От неожиданности она вздрогнула. По лицу на мгновение пробежала тень, но взгляд тут же просветлел.
– Господин комиссар!
Он сел рядом с ней.
– Я боялся вас пропустить.
– Откуда вы узнали, что я в Кажарке?
– Мне ваш слуга сказал.
– И вы бросились за мной в погоню! Какая честь! Она спохватилась.
– Ради бога, простите за шутки. Я знаю, что вы пережили огромное горе. Если бы я осмелилась, то пришла бы оказать вам – насколько это в моих возможностях – поддержку друга.
Он пробормотал:
– Я был бы рад…
Оба замолчали. Без сомнения, и тот и другая почувствовали, что стоят на краю пропасти. Малейшее слово – и они упадут. Она чуть слышно спросила:
– Почему вы хотели меня видеть?
– Чтобы услышать из ваших уст, все ли в порядке.
– Да. Открытие следствия их как будто успокоило. Но я предполагаю, что продолжение – лишь вопрос времени.
– Вы действительно так думаете?
– Да, я действительно так думаю.
Они снова погрузились в тишину. Потом она прошептала:
– Не надо за меня волноваться. Что должно случиться, то все равно случится.

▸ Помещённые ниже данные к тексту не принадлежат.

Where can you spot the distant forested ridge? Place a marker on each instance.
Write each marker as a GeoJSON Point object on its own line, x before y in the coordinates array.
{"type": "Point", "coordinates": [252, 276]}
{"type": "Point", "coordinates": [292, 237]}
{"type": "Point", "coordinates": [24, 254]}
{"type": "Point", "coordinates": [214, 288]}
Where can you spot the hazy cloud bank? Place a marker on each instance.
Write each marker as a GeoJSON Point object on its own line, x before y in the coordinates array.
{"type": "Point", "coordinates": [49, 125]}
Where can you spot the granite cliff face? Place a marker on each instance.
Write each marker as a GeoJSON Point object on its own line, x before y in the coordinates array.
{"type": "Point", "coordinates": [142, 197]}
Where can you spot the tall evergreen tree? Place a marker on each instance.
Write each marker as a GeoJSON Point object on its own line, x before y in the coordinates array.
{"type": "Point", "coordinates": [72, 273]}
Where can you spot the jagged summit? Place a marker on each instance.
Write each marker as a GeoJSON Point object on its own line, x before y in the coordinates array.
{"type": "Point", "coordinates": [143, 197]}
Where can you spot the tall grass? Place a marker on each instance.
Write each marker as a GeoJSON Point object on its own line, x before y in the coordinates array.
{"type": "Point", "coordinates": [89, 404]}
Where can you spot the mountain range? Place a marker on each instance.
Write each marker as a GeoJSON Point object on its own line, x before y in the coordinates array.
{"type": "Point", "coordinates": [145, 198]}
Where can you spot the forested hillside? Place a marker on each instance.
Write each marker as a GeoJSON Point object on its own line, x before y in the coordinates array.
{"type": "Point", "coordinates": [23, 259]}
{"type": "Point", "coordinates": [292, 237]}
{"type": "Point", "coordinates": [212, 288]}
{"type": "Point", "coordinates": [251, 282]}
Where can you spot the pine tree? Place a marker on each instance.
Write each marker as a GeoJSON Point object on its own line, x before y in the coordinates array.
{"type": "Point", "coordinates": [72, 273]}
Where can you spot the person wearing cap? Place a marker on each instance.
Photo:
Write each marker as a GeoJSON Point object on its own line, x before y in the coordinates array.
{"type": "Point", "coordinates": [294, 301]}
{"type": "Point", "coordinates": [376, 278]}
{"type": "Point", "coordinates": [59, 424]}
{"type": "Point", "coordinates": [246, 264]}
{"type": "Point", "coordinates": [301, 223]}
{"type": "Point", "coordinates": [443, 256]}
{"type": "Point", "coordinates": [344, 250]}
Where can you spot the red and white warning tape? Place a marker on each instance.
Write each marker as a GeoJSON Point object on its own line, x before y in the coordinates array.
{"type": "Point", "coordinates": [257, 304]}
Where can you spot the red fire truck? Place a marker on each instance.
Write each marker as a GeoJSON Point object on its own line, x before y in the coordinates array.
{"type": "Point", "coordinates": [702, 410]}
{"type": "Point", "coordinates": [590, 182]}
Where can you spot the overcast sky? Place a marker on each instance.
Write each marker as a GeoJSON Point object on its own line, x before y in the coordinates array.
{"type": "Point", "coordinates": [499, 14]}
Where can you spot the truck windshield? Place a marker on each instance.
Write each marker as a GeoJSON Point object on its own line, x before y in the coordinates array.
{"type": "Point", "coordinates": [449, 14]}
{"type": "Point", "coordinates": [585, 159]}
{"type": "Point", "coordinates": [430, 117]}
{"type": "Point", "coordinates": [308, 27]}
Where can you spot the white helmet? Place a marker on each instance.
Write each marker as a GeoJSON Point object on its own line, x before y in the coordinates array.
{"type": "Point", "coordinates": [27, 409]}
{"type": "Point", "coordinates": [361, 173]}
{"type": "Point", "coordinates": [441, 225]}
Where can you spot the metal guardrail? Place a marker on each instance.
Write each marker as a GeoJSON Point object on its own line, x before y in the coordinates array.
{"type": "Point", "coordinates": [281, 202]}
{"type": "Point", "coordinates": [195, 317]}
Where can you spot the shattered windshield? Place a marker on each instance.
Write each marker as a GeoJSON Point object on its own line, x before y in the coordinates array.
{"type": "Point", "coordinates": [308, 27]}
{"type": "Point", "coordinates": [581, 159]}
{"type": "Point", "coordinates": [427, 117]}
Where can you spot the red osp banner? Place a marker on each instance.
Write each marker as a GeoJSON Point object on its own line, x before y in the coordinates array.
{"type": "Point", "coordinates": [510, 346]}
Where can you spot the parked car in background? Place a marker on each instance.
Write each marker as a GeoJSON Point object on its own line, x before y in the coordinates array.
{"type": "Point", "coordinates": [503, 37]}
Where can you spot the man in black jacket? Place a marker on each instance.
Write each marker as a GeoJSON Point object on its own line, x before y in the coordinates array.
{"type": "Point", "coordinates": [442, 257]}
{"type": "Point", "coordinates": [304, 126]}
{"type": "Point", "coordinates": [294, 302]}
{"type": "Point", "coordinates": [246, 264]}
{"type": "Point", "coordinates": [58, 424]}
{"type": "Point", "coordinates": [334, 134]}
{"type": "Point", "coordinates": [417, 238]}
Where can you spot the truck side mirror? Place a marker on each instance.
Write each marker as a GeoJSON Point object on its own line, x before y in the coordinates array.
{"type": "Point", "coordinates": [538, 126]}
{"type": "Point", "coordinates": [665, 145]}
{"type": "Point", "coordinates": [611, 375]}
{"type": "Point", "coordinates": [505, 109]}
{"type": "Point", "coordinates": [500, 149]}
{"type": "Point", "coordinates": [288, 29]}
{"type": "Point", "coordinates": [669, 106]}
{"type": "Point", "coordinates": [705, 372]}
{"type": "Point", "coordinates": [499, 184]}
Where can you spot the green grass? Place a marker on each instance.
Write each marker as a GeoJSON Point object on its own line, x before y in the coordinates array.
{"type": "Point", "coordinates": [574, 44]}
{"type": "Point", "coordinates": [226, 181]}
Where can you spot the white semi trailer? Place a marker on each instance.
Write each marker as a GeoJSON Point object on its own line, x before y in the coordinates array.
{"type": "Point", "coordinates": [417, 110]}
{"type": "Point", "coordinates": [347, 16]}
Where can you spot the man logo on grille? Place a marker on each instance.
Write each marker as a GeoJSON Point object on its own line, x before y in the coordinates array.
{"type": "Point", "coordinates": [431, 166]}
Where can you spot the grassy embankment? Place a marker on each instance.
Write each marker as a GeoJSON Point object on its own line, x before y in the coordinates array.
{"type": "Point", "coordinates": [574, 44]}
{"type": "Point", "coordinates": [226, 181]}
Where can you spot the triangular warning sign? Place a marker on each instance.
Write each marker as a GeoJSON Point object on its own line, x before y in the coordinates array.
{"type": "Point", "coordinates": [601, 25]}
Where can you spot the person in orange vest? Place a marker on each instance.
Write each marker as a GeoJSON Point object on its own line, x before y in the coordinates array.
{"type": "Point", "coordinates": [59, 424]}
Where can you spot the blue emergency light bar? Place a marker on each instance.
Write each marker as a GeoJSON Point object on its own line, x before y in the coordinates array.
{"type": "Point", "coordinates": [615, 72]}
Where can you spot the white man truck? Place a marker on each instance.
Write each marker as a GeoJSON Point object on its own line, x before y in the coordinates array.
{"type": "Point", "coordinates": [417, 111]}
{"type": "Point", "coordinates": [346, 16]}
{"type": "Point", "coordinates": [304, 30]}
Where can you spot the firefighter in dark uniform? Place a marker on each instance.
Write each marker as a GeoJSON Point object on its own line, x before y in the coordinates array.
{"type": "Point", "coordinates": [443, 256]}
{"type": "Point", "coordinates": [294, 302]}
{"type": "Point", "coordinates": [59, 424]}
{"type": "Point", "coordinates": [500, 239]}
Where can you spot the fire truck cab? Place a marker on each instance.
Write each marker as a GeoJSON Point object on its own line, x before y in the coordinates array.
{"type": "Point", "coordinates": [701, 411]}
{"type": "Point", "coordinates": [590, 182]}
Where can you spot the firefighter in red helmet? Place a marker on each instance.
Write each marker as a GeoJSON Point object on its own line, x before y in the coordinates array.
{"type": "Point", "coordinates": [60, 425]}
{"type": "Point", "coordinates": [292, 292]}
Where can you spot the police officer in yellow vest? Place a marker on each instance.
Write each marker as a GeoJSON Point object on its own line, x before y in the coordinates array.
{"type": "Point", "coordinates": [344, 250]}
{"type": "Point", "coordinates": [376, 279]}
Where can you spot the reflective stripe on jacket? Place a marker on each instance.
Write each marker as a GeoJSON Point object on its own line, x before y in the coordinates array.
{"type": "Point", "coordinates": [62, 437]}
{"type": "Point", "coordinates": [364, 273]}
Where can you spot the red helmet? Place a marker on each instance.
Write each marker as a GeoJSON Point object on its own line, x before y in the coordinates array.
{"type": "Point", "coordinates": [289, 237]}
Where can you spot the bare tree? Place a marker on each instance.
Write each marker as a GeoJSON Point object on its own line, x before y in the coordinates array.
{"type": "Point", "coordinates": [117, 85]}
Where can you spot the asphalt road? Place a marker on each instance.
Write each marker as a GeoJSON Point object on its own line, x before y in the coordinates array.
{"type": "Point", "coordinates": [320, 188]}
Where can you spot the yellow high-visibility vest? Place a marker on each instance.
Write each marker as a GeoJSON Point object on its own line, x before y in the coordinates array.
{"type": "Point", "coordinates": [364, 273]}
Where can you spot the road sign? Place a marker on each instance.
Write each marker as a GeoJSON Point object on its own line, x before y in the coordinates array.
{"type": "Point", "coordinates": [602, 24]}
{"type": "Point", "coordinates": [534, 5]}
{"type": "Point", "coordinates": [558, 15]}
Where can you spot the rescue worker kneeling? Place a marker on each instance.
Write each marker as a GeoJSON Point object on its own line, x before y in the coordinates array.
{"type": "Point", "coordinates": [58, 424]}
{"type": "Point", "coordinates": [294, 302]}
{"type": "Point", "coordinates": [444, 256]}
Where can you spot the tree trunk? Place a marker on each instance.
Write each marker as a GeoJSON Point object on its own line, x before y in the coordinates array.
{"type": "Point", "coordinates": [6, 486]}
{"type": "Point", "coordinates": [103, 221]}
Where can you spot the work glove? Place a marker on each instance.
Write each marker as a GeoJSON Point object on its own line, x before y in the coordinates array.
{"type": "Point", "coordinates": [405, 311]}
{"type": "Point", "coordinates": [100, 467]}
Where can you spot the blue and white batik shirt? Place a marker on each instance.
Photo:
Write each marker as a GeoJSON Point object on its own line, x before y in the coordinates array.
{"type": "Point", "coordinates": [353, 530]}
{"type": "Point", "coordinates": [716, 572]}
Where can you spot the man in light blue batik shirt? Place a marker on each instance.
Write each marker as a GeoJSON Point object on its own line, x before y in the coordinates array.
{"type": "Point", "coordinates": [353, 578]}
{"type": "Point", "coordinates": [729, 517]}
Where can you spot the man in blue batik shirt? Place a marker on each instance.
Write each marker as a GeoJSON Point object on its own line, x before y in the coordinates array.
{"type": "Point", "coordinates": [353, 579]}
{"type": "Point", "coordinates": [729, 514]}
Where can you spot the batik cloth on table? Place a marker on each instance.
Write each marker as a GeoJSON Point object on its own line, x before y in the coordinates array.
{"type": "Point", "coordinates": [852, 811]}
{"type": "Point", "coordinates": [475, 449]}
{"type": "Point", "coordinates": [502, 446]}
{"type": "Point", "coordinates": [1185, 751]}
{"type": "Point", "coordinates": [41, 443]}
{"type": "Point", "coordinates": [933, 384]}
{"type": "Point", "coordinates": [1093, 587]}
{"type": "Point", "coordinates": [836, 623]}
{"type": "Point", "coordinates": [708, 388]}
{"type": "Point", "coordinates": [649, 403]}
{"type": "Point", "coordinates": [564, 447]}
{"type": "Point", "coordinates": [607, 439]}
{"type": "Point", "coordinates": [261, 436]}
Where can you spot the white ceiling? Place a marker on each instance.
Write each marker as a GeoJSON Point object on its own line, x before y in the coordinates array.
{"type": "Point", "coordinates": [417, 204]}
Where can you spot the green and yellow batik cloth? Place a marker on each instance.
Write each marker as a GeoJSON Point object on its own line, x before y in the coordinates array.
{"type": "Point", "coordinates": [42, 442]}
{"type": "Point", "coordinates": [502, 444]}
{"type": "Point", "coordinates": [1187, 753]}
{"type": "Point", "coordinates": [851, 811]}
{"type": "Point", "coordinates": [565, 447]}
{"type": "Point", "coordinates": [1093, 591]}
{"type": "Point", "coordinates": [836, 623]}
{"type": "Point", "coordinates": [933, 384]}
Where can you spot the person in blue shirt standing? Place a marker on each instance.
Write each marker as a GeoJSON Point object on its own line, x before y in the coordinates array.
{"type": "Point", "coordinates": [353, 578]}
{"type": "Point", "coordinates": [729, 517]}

– Я здесь, чтобы помешать этому.
Она дружески взяла его за руку.
– Нет, господин комиссар, никто не в силах остановить ход судьбы.
– Вы не думали о судьбе в тот вечер, когда ворвались ко мне в кабинет.
– Нервы сдали… Вы знаете, я изучала поведение примитивных обществ, даже жила среди них некоторое время. Их отношение к смерти намного проще нашего. Мы должны покориться.
– Никогда не подумал бы, что вы из тех, что покоряются.
– Что вы хотите?
– Я предпочитаю, чтобы меня совсем убрали, чем заперли под замок.
– Я не позволю ни того ни другого.
Она улыбнулась.
– Почему вы так обо мне заботитесь?
– Во-первых, потому, что вы позвали меня на помощь, и потом…
Он замялся; она подтолкнула его.
– Что потом?
– Если бы кто-нибудь вообще согласился бы взять меня в мужья, я счел бы за счастье видеть вас своей супругой…
– Вы очень любезны, но вы мне сейчас говорите это лишь потому, что вы одиноки. А вы не созданы для одиночества.
– Я уверяю вас…
– Господин комиссар, вы привязываетесь лишь к женщинам, которые приговорены?
2
Гийом Шенебур свершил невозможное: в двадцать лет он уже казался стариком, в пятьдесят два года выглядел на все семьдесят пять. Он был так же стар душой. Кроме собственной персоны, Гийом ничем не интересовался. Ему постоянно мерещилось, что все ему завидуют, что с ним непременно должно что-нибудь случиться и что самые чудовищные болезни угрожают его жизни. А необходимость принятия каких-либо решений вызывала в нем панический ужас. Он сам поражался тому, что стал полицейским. Теперь Шенсоур жил в тревожном ожидании пенсии, которая была для него той берлогой, где наконец он мог впасть в бесконечную зимнюю спячку.